There are intimidation attempts against campaigners in the “no” camp ahead of Turkey’s upcoming referendum, according to a top official from the Organization for Security and Co-operation in Europe
Michael Georg Link, the director of the OSCE Office for Democratic Institutions and Human Rights, said the OSCE will release its interim report on the referendum process this weekend, but the “main problem is the campaigning process,” Deutsche Welle reported on April 5.
Noting that the referendum is “handled one-sidedly in the media,” Link also said there are “restrictions in the issues, such as news and organizing demonstrations,” due to the ongoing state of emergency, which was declared after the July 15, 2016 military coup attempt.

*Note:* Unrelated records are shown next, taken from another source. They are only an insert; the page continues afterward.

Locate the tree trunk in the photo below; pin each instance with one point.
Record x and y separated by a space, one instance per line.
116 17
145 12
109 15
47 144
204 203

“I was welcomed well in Turkey. The cooperation was professional,” he said, referring to his recent fact-finding visit to the country.
“As the OSCE, we are only able to observe the referendum process inside Turkey. We don’t have a team to observe voting among expats in Germany, Austria or Sweden. This is an issue that we need to handle in the future as the OSCE,” Link added.
Turkey will hold a referendum on April 16 to decide whether to change the current parliamentary system into an executive presidency with vastly enhanced powers for the president.
In the first eight days of voting, which started on March 27, some 576,216 Turkish expatriates have cast their votes.
Elsewhere, voters based in The Netherlands started casting early ballots on April 5. Polling stations to accommodate some 250,000 eligible Dutch-Turkish voters - most with dual citizenship - opened early in the morning at three venues across the country, officials and news reports said.
“So far, people have been coming to vote in dribs and drabs, mainly small groups,” said Johan Tensen, communications chief at Amsterdam’s RAI conference center, one of the voting venues.
“We are, however, expecting a majority of voters to come over the weekend,” Tensen told AFP.
Meanwhile, main opposition Republican People’s Party (CHP) Deputy Chair Tekin Bingöl has stated that there have been a total of 57 “violation attempts” in the first seven days of voting abroad.